Routine blood biomarkers for the detection of multiple myeloma using machine learning

AbstractIntroduction

Primary laboratory tests performed in the diagnosis of multiple myeloma (MM) include bone marrow examination and free light chain assay; however, these may only be ordered after clinical suspicion of disease. In contrast, routine blood test results are readily available.

Methods

Machine learning algorithms (ML) combined with routine blood tests were used to detect MM. Feature selection was performed to achieve improved classification performance. The robustness of the classification models was assessed in an internal and external validation data set.
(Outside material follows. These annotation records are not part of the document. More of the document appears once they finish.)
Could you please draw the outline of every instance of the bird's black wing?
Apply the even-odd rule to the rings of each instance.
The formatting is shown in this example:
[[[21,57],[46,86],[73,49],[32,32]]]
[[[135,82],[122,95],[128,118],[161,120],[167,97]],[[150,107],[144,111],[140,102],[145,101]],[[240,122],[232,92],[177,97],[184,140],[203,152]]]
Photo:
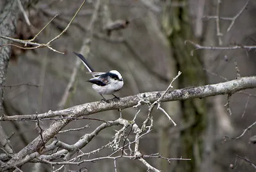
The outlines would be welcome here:
[[[107,85],[106,81],[104,80],[100,80],[98,78],[92,78],[88,80],[88,82],[96,84],[99,86],[105,86]]]

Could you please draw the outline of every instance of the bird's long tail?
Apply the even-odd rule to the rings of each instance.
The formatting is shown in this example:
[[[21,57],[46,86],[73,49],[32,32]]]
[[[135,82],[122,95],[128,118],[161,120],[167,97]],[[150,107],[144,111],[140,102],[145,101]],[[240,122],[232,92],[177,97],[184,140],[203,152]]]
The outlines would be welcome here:
[[[87,69],[89,71],[89,72],[95,72],[93,69],[92,68],[92,66],[89,64],[86,59],[85,59],[84,57],[81,55],[81,54],[78,54],[76,52],[74,52],[76,55],[77,55],[78,57],[80,58],[80,59],[82,61],[83,63],[84,64],[85,67],[86,67]]]

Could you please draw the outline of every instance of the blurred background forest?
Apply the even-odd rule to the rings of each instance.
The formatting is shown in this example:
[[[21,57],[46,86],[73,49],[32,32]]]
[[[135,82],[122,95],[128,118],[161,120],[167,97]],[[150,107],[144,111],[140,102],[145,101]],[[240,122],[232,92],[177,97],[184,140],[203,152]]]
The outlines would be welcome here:
[[[4,4],[3,1],[0,4]],[[16,34],[13,38],[33,38],[56,14],[59,15],[36,38],[44,43],[61,32],[71,20],[82,0],[38,1],[26,7],[33,26],[28,26],[22,13]],[[190,40],[209,47],[253,45],[256,44],[256,1],[246,0],[104,0],[93,29],[88,31],[97,1],[87,1],[67,32],[52,43],[61,55],[48,48],[21,50],[13,47],[6,76],[4,108],[8,115],[40,113],[76,104],[99,101],[101,97],[91,84],[90,77],[81,66],[74,87],[65,104],[60,102],[70,82],[77,57],[73,52],[88,53],[88,60],[97,71],[119,71],[124,78],[119,97],[144,92],[164,90],[178,71],[182,72],[174,83],[174,89],[196,87],[236,79],[235,61],[241,76],[256,75],[254,50],[198,50],[185,41]],[[244,6],[245,4],[248,4]],[[0,6],[0,8],[4,6]],[[243,9],[243,7],[244,8]],[[243,9],[243,10],[242,10]],[[219,15],[218,15],[219,13]],[[234,17],[234,23],[227,31]],[[220,20],[219,28],[216,18]],[[226,18],[227,19],[227,18]],[[234,19],[234,18],[233,18]],[[106,25],[121,20],[124,29],[108,32]],[[217,34],[217,32],[222,35]],[[90,50],[81,49],[92,34]],[[225,136],[236,137],[255,120],[255,89],[237,93],[230,97],[232,115],[224,105],[227,96],[203,99],[163,103],[164,109],[177,123],[177,127],[166,120],[162,112],[153,112],[152,131],[140,141],[140,150],[147,154],[159,152],[170,158],[191,158],[193,161],[173,161],[169,164],[163,159],[149,159],[150,164],[161,171],[255,171],[250,163],[237,157],[246,157],[256,162],[256,148],[249,143],[255,134],[252,128],[239,140],[224,140]],[[246,92],[248,94],[245,94]],[[112,97],[108,97],[111,98]],[[134,108],[122,111],[124,118],[132,120]],[[147,107],[141,110],[138,124],[147,115]],[[99,113],[91,117],[113,120],[120,117],[117,111]],[[52,122],[44,121],[47,128]],[[84,133],[90,133],[100,123],[77,120],[65,129],[81,127],[84,130],[58,134],[58,138],[73,144]],[[35,122],[4,122],[2,125],[8,136],[15,133],[10,141],[16,152],[27,145],[38,135]],[[83,150],[89,152],[111,140],[119,127],[104,130]],[[132,136],[133,133],[130,136]],[[134,135],[133,135],[134,136]],[[100,157],[110,148],[92,157]],[[0,150],[1,153],[3,153]],[[231,165],[230,165],[231,164]],[[230,168],[233,164],[233,168]],[[83,164],[90,171],[115,171],[109,160]],[[118,171],[146,171],[147,168],[136,161],[120,159]],[[41,171],[50,171],[47,165]],[[70,166],[70,169],[79,168]],[[24,171],[35,171],[35,164],[26,164]]]

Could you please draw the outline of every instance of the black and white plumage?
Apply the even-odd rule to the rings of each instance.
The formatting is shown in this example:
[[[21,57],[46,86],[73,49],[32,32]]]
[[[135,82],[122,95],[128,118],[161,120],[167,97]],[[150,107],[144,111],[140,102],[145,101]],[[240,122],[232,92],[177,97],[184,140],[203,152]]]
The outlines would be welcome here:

To minimize the divergence, the training and validation data sets were combined and used to assess the performance of the ML algorithms.

Results

The AdaBoost-DecisionTable produced the best performance (accuracy =94.75%, sensitivity =87.70%, positive predictive value (PPV) =92.50%, F-measure =90.00%, and areas under the receiver operating characteristic curves (AUC) =97.50%) in the training data set using a 10-fold cross-validation. Performance in the validation data sets was affected by the divergence of the data sets, with accuracy greater than 85% and AUC greater than 90% in the validation data sets. The ML algorithm achieved a high accuracy of 92.61%, high AUC (96.80%), a sensitivity value of 85.20%, a PPV value of 88.50%, and an F-measure of 86.80% in a test set that was randomly selected from the combined data set.

Conclusions

Combining ML and routine serum biomarkers hold a potential benefit in MM diagnosis.